The Principle of the construction
In the lab, we already had a strain in which the tnaA was replaced by a kanamycin resistance, but this strain was too modified to be used for our project. So we switched the tnaA sequence with the kanamycin resistance in our bacterium by phage transduction. Transduction is the transfer of bacterial DNA from one bacterium (the donor) to another (the recipient) by a bacteriophage P1.
At first, the modified bacteria (cell donor) are infected by P1 phage. Transducing bacteriophage particles are formed in the donor bacterial cells during the phage growth. The bacterial chromosome is broken up into small fragments (approximately the same length as the P1 DNA). The phage particles mistakenly incorporate the kanamycin resistance from the donor in place of phage DNA.

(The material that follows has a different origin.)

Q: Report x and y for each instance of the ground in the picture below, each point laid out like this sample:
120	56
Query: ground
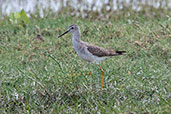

Once packaged, the transducing bacterial DNA is delivered to recipient bacterium (containing the tnaA sequence) as if it were phage DNA (linear DNA molecules are injected through the wall and cytoplasmic membranes into the cell). Then, there is homologous recombination with the DNA of the recipient bacterium; the bacterium acquires the kanamycin resistance gene of the donor. The transduction is complete, the tnaA sequence has been correctly replaced by the kanamycin resistance. Then, we verified by screening on petri dishes with kanamycin.
After the recombination, we used a flippase. The flippase recognizes small sequences called Flippase recognition target (frt), and catalyzes a site-specific recombination reaction between the two frt sites. In this case, it is used to remove the kanamycin resistance gene.
The remaining bacterium doesn't smell at all.